Comme je le dis souvent, Boutang a des héritages plutôt que des héritiers. Son but n’était pas de faire école, mais de témoigner ou de sauver – avec les moyens du bord. Tout ce qui « sauve » est boutangien, en un sens. Encore faut-il savoir ce qui est à sauver, et de quoi. De fait, Boutang a marqué des écrivains (de Roger Nimier à Gabriel Matzneff et Jean Védrines), des éditeurs (Raphaël Sorin, qui compare Le Purgatoire à Ulysses de Joyce et à L’Homme sans qualités de Musil ; Jean-François Colosimo, qui fut son étudiant), des philosophes (Jean-Louis Chrétien, Jean-Luc Marion), des critiques et « philologues » (George Steiner).
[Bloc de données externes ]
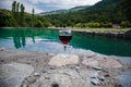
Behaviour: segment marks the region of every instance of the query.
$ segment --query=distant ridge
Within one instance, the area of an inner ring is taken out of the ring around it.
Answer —
[[[91,5],[82,5],[82,7],[74,7],[68,10],[56,10],[56,11],[50,11],[50,12],[41,12],[39,13],[40,15],[49,15],[49,14],[61,14],[61,13],[68,13],[68,12],[75,12],[79,10],[87,9]]]

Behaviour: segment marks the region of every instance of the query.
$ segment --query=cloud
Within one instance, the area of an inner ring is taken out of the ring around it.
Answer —
[[[1,9],[11,10],[11,4],[14,0],[0,0]],[[25,5],[26,12],[32,12],[35,9],[36,13],[44,11],[52,11],[59,9],[70,9],[78,5],[92,5],[100,0],[16,0]]]

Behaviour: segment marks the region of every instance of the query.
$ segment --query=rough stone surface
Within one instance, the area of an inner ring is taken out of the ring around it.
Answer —
[[[49,70],[51,73],[44,73],[31,87],[90,87],[88,71],[78,73],[71,69]]]
[[[87,66],[100,66],[108,69],[121,67],[122,64],[115,60],[112,57],[97,54],[95,57],[88,58],[84,57],[82,63]]]
[[[68,64],[78,64],[79,63],[79,57],[71,54],[70,58],[62,58],[61,54],[57,54],[52,57],[49,61],[49,65],[55,66],[62,66]]]
[[[0,65],[0,87],[20,87],[34,67],[27,64],[10,63]]]

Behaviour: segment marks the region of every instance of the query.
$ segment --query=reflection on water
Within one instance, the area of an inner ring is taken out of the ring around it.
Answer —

Il y a des esprits fous de Boutang : étudiants de philosophie, séminaristes, anciens étudiants devenus professeurs à leur tour ; mais ils ne composent pas une famille d’esprit unie, c’est le moins que l’on puisse dire. Les uns prétendent tirer de lui une grande liberté spirituelle (Denis Lensel, Jean-François Colosimo), les autres, un modèle de recherche métaphysique (Alain Douchevsky) ; d’autres encore sont marqués par sa pensée politique (Chantal Delsol, François Huguenin, Frédéric Rouvillois). Il exerce une certaine influence auprès des chrétiens, qu’ils soient catholiques ou orthodoxes, mais cela n’aboutit pas à une doxa, ni à un courant particulier. Sur le plan littéraire, l’héritage de Boutang est très difficile à évaluer. Il y a des gens qui lisent Le Purgatoire et La Maison un dimanche, mais l’impact paraît davantage personnel et spirituel que proprement littéraire. La vérité, c’est que les textes de Boutang attendent de nouveaux lecteurs, et des lecteurs critiques, capables de résister, de soupeser, non pas nécessairement des adhérents béats. Boutang nous oblige à être authentiques, et à aller toujours plus loin que nous-mêmes.
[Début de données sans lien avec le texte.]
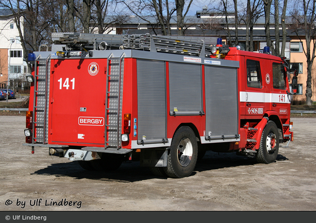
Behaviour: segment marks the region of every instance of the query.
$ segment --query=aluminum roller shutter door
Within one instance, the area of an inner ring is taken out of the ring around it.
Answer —
[[[206,136],[238,134],[237,69],[205,66]]]
[[[201,73],[199,64],[169,63],[171,114],[198,115],[203,111]]]
[[[167,140],[164,61],[137,59],[137,142]]]

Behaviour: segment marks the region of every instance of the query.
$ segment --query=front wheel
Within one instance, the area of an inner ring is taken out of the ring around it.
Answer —
[[[170,177],[190,176],[195,167],[198,143],[194,132],[188,126],[180,127],[174,136],[168,154],[166,173]]]
[[[275,161],[279,152],[279,132],[275,124],[269,122],[262,133],[260,145],[257,153],[257,161],[271,163]]]

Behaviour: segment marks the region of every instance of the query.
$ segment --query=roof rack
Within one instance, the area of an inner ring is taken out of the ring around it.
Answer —
[[[205,37],[149,34],[122,35],[62,33],[52,34],[52,39],[55,45],[65,45],[65,50],[68,51],[83,48],[87,50],[128,49],[208,57],[212,55],[214,46],[207,43]]]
Quant à un héritier proprement dit, je n’en vois pas, et il faudrait d’abord savoir ce que pourrait être un héritier de Boutang : une imitation ? un épigone ? Il me semble qu’il pourrait être question d’un héritier le jour où un esprit d’une très grande capacité spéculative pourra conquérir son propre horizon de pensée à partir de certaines intuitions décisives qu’il trouverait chez Boutang, sans accepter tout de lui par ailleurs. Un véritable héritier ne pourrait être qu’un penseur et un écrivain d’une égale puissance.